Singer-songwriter John Prine died yesterday in Nashville, Tennessee, due to complications from Covid-19. He was 73.
Prine was a mailman, a husband and father, a cancer survivor. He was also one of the finest songwriters to ever pick up a guitar. Early in his career, he was touted as the “next Bob Dylan,” until critics gave it up and realized he was, instead, the one and only John Prine.
His songs are devastating, funny, hopeful—sometimes all in the turn of a single phrase. They are stories of love and struggle, warts and all. When he veered into poetry, it was due to his unrelenting willingness to acknowledge the most disappointing flaws of humanity alongside its potential for stunning beauty. There is a literary quality to his songwriting, the way it captures the entirety of the human experience in such a concise way, while still managing to rhyme. Prine made it look easy—often the hardest thing to do.

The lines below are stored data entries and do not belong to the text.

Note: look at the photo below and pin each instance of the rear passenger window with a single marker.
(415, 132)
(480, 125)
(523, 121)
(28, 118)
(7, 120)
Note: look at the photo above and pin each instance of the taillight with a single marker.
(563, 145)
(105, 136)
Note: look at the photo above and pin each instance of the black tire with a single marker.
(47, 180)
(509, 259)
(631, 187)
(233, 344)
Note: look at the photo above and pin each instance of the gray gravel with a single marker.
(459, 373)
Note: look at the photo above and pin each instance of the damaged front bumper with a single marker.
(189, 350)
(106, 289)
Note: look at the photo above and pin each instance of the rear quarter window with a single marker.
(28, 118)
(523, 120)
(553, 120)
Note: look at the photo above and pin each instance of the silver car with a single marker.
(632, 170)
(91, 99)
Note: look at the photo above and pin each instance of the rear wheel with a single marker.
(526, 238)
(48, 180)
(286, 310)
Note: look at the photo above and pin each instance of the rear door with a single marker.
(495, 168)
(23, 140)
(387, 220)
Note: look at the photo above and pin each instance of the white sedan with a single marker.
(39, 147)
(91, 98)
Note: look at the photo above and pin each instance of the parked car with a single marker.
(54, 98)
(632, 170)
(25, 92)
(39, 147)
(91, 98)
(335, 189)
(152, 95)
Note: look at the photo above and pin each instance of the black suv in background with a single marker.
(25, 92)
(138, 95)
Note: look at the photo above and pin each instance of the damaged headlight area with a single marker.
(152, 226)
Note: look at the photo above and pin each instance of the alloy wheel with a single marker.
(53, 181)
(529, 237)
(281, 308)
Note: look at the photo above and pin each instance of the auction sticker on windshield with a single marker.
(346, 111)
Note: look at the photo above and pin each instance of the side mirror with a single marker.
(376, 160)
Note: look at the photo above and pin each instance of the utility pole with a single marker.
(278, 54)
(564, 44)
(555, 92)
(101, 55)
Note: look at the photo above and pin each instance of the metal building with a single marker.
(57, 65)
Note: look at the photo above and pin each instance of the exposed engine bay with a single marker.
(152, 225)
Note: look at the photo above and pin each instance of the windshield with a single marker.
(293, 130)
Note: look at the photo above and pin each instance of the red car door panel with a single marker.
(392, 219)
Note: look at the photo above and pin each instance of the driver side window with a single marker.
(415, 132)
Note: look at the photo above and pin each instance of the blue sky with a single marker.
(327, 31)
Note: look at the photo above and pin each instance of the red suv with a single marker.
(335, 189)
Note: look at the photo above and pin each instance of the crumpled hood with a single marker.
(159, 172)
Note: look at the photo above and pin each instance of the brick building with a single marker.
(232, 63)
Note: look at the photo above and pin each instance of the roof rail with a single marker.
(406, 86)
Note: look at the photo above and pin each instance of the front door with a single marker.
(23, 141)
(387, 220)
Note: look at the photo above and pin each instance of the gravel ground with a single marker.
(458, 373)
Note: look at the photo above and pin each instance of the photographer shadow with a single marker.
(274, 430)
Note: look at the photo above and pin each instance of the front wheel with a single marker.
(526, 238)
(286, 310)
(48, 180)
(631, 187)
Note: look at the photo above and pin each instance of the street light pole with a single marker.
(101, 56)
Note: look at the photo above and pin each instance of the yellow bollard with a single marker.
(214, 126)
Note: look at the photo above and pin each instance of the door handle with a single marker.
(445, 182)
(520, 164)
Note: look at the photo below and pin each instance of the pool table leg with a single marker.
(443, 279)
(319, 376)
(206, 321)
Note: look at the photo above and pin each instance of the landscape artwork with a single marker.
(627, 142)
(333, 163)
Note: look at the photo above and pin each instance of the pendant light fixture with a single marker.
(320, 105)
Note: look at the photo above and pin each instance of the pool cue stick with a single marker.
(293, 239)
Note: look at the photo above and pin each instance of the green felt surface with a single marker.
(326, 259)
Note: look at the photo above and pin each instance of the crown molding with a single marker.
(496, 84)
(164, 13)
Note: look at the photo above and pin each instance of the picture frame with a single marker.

His first performance was at an open mic night in Chicago in 1970, when he stood up and sung “Angel from Montgomery” and “Hello in There”—two songs that have since become iconic symbols of what songwriting is capable of accomplishing. Kris Kristofferson was in the audience and later introduced Prine to an audience in New York City. Prine signed a contract with Atlantic Records the next day.
Nobody who encountered him in those days could come to grips with where these tremendous songs were coming from. Over time, fans became acquainted with the fact that this is just the kind of music John Prine makes.
He released his first album, John Prine, in 1971 and followed it with close to two dozen albums throughout the ensuing decades. He earned a dozen Grammy nominations and even won a few. Prine started his own record label, Oh Boy, in 1984.
His fans included pretty much anyone who ever took songwriting seriously, from Bob Dylan and Johnny Cash to younger folks like Jason Isbell and Brandi Carlile, and certainly legions of unknowns touring from bar to bar, driven by the potential profound nature of true stories set to music—something with which they became familiar thanks to Prine’s work.
They, along with Prine’s wife Fiona, his three sons, two brothers and three grandchildren, will no doubt be mourning this loss for weeks to come. Gratefully, we will always have the music.